Bur the courts are essential here, as in all such instances involving the adjudication of the government’s interest in skirting the Constitutional rights of its citizens. The judiciary, and the legislative branch, traditionally keep an eye on the executive branch, maintaining a balance.

If executive branch operatives go too far, trample over any Americans’ rights or violate the Constitution, the court is supposed to put a stop to it. Luckily, the Foreign Intelligence Surveillance Court (FISA) has resumed its power, but it is enlightening to realize that calling a secret court ‘lucky’ on behalf of the public only underscores how far the Bush Administration has pushed a dictatorial, right-wing agenda.

And Bush is still pushing for a no-court wiretapping protocol. He says it is crucially important, but what is Bush selling here?

Fear!

“Americans citizens must understand, clearly understand, that there’s still a threat on the homeland. There’s still an enemy which would like to do us harm,” said Bush. By blocking the no-court legislation, the national legislature, the congress, exposes the United States to more horror, says Bush. Give me this absolute power over phone calls and I will save the nation, he says. In reality, he will ruin the nation if given this power.
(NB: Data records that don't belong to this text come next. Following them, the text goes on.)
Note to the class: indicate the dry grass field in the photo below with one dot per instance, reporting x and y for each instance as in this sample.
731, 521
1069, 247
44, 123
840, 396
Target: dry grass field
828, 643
What will happen is that Americans will be no safer from outside attack than they ever were before, but American’s personal security, the right to individual privacy, will evaporate. In the end an aura of suspicion will be borne, where no one trusts even simple conversations for fear that somehow they will be used against them, and people will naturally become suspicious of each other and each other’s words. What did he or she mean by that? Should a candid response be provided, or should a careful, calculated answer be given? This is the world of a police state.
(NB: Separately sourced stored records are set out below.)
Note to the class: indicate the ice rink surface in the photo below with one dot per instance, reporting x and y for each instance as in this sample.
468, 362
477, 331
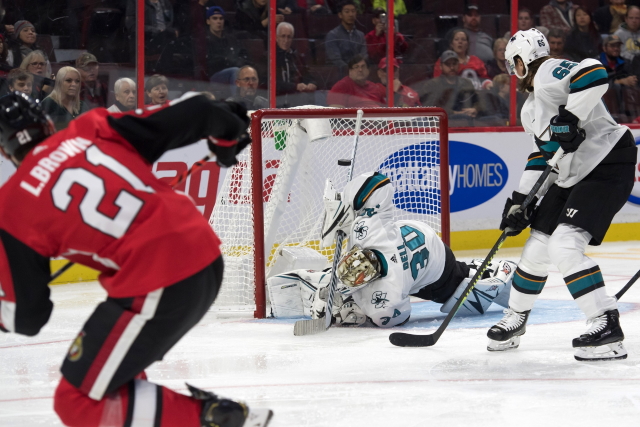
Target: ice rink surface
355, 377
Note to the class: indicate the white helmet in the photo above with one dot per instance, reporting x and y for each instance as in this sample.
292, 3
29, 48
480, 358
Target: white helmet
528, 45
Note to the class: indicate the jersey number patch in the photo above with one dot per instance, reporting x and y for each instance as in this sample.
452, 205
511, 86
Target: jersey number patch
128, 204
564, 69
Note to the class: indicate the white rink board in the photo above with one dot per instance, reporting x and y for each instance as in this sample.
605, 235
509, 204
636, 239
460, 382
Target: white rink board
501, 153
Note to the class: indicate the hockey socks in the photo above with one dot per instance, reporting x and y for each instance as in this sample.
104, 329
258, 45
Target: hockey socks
525, 290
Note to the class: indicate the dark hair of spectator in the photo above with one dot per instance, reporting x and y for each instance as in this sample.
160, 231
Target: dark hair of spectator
155, 80
526, 84
355, 60
629, 9
17, 74
592, 30
556, 33
377, 12
346, 3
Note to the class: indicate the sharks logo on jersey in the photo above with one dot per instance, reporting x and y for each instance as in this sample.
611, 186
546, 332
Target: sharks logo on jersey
378, 299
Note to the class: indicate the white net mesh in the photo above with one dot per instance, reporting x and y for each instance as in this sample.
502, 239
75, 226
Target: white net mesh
406, 149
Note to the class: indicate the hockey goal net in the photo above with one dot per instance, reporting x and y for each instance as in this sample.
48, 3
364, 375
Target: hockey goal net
273, 196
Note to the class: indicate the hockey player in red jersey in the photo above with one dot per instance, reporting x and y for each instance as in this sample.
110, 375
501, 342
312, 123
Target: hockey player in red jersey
87, 193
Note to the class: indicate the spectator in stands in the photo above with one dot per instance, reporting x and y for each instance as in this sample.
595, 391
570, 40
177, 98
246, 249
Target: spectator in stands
125, 90
377, 38
480, 43
497, 65
252, 16
36, 64
609, 18
247, 84
399, 8
4, 52
559, 15
157, 89
525, 22
404, 96
159, 33
556, 43
617, 69
468, 66
344, 42
93, 92
23, 42
224, 54
355, 90
64, 105
19, 80
584, 40
294, 84
450, 91
629, 33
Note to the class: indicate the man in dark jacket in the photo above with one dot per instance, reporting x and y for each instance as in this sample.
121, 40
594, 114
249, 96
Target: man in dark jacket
294, 84
224, 56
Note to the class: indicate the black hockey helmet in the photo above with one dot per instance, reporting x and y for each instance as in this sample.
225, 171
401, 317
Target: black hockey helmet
22, 123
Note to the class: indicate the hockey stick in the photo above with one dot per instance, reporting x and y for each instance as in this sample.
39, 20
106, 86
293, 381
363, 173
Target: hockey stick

Again and again, Americans have heard of the enormous failures in domestic safety, which builds an atmosphere of fear.  We don’t, of course, hear of the successes, yet we also know that the Bush Administration, for all of its fear mongering rhetoric and vast defense and security spending has not made the ports or the airports more secure.

Unfortunately, under Mr. Bush and his nearly invisible vice president, or perhaps more accurately, co-president, Richard Cheney, it seems that as a nation we should be fearful, fearful of our own government.

The American government under Bush has waged preemptive war in Iraq for specious reasons, and has consistently sought to restrict traditional American freedoms at home during the same time that it cavalierly disregards Habeus Corpus and justifies torturing prisoners. So now we as Americans are asked to believe that we can only be secure by allowing the executive branch under Mr. Bush and Mr. Cheney to tap the phones of Americans randomly and at will.

Great strides have already been made by Bush and company in terms of domestic spying; who would have imagined secret courts deciding what Americans can be spied upon? And who would have imagined that telephone companies would cooperate in providing the government with files and then be shielded by “temporary” legislation pushed through on the basis of national security.

Normally, such scenarios could not happen. This is all part and parcel of an infringement on one of the most basic and fundamental freedoms all Americans are supposed to have and enjoy  –  the ability to talk to each other without fear of being eavesdropped upon by the government.

The Bush Administration, in effect, has deputized the entire phone industry, making the free enterprise of telecommunications into a covert government agency. And that is in addition to the massive technical abilities of the National Security Agency, NSA, which dwarfs the FBI and CIA. Such is the reality Mr. Bush and Mr. Cheney would like to create for America; they would make the nation safe for freedom by removing all personal freedom. A true Catch 22.

It is time for Americans, all Americans, to raise their voices and holler: “Stop!”